Post-floods, life for the people of this country, for the foreseeable future, looks bleaker still. While the government and international efforts are still focused on relief activities and estimates of the damage are at best sketchy, yet few would challenge the Prime Minister's assessment of the losses suffered. His assessment is supported by the United Nations, which has estimated that the cost to the severely cash-strapped government would be in billions of dollars. The question on everyone's mind is where would the government generate the enormous resources required to enable it to continue relief activities and, on completion, to begin reconstruction and rehabilitation work?
The state of the Pakistan economy in the year ending 2009-10 was disappointing. The budget deficit, according to Finance Ministry sources, was around 6.1 percent - around one percentage point greater than what was envisaged when the budget was presented to the National Assembly. This rise is reflective of a further decline in the appallingly low tax-to-GDP ratio, and considerably lower disbursement, relative to the pledged foreign assistance, due partly to the failure of our government to provide a comfort level with respect to improved governance and partly due to the global recession that compelled many Western nations to divert funds to support their own economies.

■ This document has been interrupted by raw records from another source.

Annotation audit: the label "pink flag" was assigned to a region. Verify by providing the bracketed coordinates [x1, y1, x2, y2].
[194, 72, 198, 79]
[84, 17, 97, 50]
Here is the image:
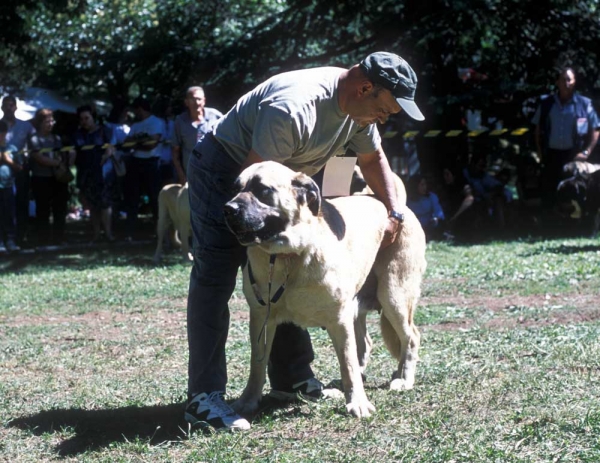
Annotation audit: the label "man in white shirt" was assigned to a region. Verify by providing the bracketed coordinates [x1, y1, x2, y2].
[2, 95, 35, 244]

On the expenditure side, the government announced a 50 percent rise in the salaries of bureaucrats, which has stymied efforts of the provincial as well as the federal government, to contain the budget deficit. Inexplicably, the government decided to raise the salaries of government servants at a time when they were given two weekly holidays and there was no appreciable increase in their output. Many argue that the government should have delayed the implementation of the increase in salaries by one year and diverted the amount to the flood victims.

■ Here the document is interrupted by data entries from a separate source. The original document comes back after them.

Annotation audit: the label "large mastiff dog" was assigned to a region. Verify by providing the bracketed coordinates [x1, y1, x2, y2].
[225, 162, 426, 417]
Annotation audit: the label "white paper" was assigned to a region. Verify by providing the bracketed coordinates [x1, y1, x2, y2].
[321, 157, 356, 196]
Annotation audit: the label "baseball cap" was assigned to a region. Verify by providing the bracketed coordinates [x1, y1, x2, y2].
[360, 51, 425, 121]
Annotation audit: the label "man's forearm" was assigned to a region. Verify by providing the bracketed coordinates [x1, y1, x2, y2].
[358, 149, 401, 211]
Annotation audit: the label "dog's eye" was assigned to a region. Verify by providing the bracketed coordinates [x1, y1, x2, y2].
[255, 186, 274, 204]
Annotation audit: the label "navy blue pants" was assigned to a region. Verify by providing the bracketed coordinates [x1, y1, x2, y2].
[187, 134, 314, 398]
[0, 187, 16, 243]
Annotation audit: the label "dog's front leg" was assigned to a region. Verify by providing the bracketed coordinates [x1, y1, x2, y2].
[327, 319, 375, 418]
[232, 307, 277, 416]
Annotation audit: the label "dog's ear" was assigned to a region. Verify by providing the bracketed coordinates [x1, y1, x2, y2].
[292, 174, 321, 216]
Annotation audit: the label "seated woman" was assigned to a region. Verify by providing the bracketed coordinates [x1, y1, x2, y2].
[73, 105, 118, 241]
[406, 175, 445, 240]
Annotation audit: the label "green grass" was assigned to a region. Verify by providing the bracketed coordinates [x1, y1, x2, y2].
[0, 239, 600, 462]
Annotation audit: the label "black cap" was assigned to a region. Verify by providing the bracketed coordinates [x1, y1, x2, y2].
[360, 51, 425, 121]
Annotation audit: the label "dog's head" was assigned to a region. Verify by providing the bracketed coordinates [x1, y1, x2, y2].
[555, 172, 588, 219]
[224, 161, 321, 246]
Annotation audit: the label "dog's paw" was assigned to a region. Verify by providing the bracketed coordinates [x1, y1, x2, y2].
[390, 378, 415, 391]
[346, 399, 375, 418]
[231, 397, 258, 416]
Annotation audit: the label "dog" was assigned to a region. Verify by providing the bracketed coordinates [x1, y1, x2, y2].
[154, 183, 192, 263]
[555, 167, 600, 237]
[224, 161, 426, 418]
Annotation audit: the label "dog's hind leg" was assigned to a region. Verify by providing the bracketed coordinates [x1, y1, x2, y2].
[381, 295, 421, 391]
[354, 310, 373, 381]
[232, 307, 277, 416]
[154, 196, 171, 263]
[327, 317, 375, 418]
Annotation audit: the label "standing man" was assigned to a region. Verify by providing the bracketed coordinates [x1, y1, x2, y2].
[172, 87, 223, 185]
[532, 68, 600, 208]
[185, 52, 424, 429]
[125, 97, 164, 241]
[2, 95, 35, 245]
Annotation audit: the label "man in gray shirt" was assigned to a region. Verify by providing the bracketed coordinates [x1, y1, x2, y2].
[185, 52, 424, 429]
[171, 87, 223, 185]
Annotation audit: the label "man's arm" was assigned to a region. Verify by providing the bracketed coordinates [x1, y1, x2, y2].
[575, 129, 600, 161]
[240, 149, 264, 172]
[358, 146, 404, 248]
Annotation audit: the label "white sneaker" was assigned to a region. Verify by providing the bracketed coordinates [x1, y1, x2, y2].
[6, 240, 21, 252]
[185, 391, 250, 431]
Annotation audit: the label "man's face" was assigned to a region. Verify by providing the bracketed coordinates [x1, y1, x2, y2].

Development expenditure, invariably the first casualty whenever the government is strapped for cash, would, no doubt, be diverted to flood relief activities. In addition, there is a need to revisit all current expenditures and begin economies on a scale and depth not hitherto seen in the country. President Zardari, in an interview to a UK newspaper, maintained that he won British backing for a Marshall Plan for rebuilding Pakistan and Afghanistan. The President needs reminding that the European Recovery Plan (ERP) better known as The Marshall Plan was a US 13 billion dollar injection into the war-torn Western European economies at a time when the US had emerged as the largest creditor nation in the world. The US, during World War II, had witnessed the fastest period of economic growth in its history, with American factories supporting both its own war effort and that of its allies; after the war ended these factories made a seamless transition to manufacturing consumer goods, which would have been unable to find a market in Europe without the Plan.
One of the three contingent developments that led to the creation of a special new American project to help Western Europe in the spring of 1947 was the gruelling experience of US Secretary of State George Marshall in the Moscow Conference of Foreign Ministers, dedicated to the future of Germany, in March-April 1947. In marked contrast, the President must be aware that the UK government was considering scrapping free milk to under 5s as part of its austerity measures during the week that he was on a tour of the country - a move that was vetoed by Downing Street as it would have obvious political repercussions.
Realism in financial matters is critical to not only meeting the existing challenges that the economy faces, but in also meeting the needs of the flood victims. The plight of over 4 million affected people requires a mini-budget on an emergent basis. One would sincerely hope that Federal Finance Minister Dr Hafeez Sheikh follows his own pledge, as made repeatedly during the budget speech: to inject realism that would ensure that the needs of the vulnerable are met on an emergent basis. This would require a revisit to the revenue source, and one would hope that he can successfully persuade his government to levy a tax on the income of rich agriculturists, as well as a regular income tax on exporters, instead of a nominal levy on their turnover. In addition to these measures, there needs to be a massive slash in expenditure, both current and development.